Il Garante italiano, in particolare, si è occupato dell’uso dell’i.a. negli ambiti più vari: rispetto al riconoscimento facciale a fini di polizia (sistemi Sari e Sari Real Time: cfr. rispettivamente, provv.ti 26 febbraio 2020, n. 54, doc. web n. 9309458 e 25 marzo 2021, n. 127, doc. web n. 9575877), all’ambito fiscale, in chiave di contrasto all’evasione (v. in merito, il parere del 22 dicembre 2021, n. 453, sullo schema di decreto attuativo dell’art. 1, comma 683, della legge 27 dicembre 2019, n. 160, doc. web n. 9738520, e, da ultimo, il parere dell’11 gennaio 2024, n. 3 su uno schema di decreto legislativo in materia di procedimento accertativo, adottato nell’esercizio della delega legislativa prevista dall’articolo 17 della legge 11 agosto 2023, n. 111, doc. web n. 9978230); in quello sanitario, in relazione alla cd. medicina di iniziativa (parere 16 dicembre 2021, n. 431, doc. web n. 9738538), alla riforma del Fascicolo sanitario elettronico e all’istituzione dell’Ecosistema dei dati sanitari (Eds), nel quale si è prefigurato uno spazio per l’applicazione dell’IA (provv.ti 22 agosto 2022, nn. 294, doc. web n. 9802729 e 295, doc. web n. 9802752) e, da ultimo, con il Decalogo per la realizzazione di servizi sanitari nazionali attraverso sistemi di Intelligenza Artificiale (10 ottobre 2023, doc. web n. 9938038). Particolarmente significativa, anche per l’ampia eco riscossa (anche al di fuori dei confini nazionali), l’attività di controllo svolta nei confronti di taluni operatori della cd. gig economy (provv.ti 10 giugno 2021, n. 234, doc. web n. 9675440 − oggetto di integrale conferma da parte di Corte di Cassazione, Sez. I civ., 22 settembre 2023, n. 27189 −, e del  22 luglio 2021, n. 285, doc. web n. 9685994). Vademecum sono stati dedicati al tema dei deepfake (doc. web n. 9512226) e degli assistenti digitali (doc. web n. 9696995). Tra le attività in corso di svolgimento, infine, una menzione particolare può essere fatta al procedimento nei confronti di OpenAI (in relazione a chatGPT) e l’indagine conoscitiva in materia di webscraping.

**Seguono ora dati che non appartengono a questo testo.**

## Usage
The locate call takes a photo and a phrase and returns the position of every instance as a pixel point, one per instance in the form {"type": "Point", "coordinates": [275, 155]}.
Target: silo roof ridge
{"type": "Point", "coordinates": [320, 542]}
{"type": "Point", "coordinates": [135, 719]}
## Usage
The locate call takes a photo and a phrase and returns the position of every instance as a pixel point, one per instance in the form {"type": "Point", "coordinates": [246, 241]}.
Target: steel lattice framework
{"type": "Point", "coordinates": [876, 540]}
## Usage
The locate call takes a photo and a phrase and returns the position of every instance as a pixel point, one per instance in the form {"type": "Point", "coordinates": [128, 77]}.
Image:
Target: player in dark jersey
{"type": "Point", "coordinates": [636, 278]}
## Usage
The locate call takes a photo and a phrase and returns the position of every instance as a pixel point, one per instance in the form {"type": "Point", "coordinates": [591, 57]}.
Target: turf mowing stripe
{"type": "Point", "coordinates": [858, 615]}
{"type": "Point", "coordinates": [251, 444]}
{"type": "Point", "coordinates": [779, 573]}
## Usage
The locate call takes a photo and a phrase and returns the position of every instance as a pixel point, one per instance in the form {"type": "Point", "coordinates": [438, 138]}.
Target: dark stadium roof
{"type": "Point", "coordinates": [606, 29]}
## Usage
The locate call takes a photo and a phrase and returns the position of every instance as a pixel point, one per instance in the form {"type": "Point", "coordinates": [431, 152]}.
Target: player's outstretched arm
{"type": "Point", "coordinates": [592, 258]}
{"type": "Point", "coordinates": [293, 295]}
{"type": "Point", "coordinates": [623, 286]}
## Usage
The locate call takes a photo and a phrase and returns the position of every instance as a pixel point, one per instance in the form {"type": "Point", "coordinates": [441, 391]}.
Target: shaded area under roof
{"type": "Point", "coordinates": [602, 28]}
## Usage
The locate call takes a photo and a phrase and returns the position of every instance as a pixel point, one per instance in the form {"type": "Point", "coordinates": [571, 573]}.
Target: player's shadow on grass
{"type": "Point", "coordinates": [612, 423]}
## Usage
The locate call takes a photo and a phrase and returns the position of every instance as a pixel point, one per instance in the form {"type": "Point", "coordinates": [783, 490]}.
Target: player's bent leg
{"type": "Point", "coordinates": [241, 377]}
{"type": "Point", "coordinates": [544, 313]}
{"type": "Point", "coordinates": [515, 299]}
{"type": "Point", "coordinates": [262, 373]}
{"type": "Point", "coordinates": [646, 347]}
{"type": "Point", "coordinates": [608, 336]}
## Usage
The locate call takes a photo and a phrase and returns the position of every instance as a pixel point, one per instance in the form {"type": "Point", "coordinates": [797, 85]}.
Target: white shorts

Nella cornice sovranazionale, l’Autorità partecipa anche ai lavori della G7 DPA Roundtable, che nell’anno di Presidenza italiana del G7 si concentrerà sui profili dell’IA generativa; entro la cerchia della Global privacy assembly (GPA), il Garante ha operato fattivamente nel GPA Working Group on Ethics and Data Protection in AI (AIWG), contribuendo alla predisposizione del Technical report dedicato al Risk management nel contesto dell’IA (cfr. Risks for Rights and Freedoms of Individuals Posed by Artificial Intelligence Systems - Proposal for a General Risk Management Framework, AIWG Action Point n. 6, in https://globalprivacyassembly.org) e, nel 2023, promuovendo la “Resolution on Artificial Intelligence and Employment” e la “Resolution on Generative Artificial Intelligence Systems”; segue i lavori dell’OECD e, dal 2022, ha preso parte, per il tramite di un proprio rappresentante e cooperando con il Ministero degli Esteri, ai lavori del Comitato sull’intelligenza artificiale per la redazione della Convenzione quadro sull’intelligenza artificiale del Consiglio d’Europa i cui lavori sono in fase conclusiva.

Peraltro, dal 2021 il Garante (prima fra le Autorità europee, seguita da quella francese nel 2023) ha istituito un’unità organizzativa specifica dedicata all’intelligenza artificiale, che si relaziona con alcuni tavoli di lavoro in materia di standardizzazione istituiti presso il CEN/CENELEC JTC 21 (in particolare dedicati ai profili della individuazione e gestione dei rischi connessi all’IA nonché al tema della cd. data quality) e ha stipulato nel 2022 un accordo quadro di durata triennale con il Consorzio interuniversitario nazionale per l’informatica, in particolare con i Lab nazionali dedicati all’“IA”.

Non posso, conclusivamente, che suggerire alla Commissione – come già due anni fa in sede di audizione sull’AI Act- una riflessione su questo aspetto, nella consapevolezza di quanto la sinergia tra le due discipline – e, quindi, la loro applicazione da parte di un’unica Autorità- sia determinante per l’effettività dei diritti e delle garanzie che sanciscono, con significativa lungimiranza.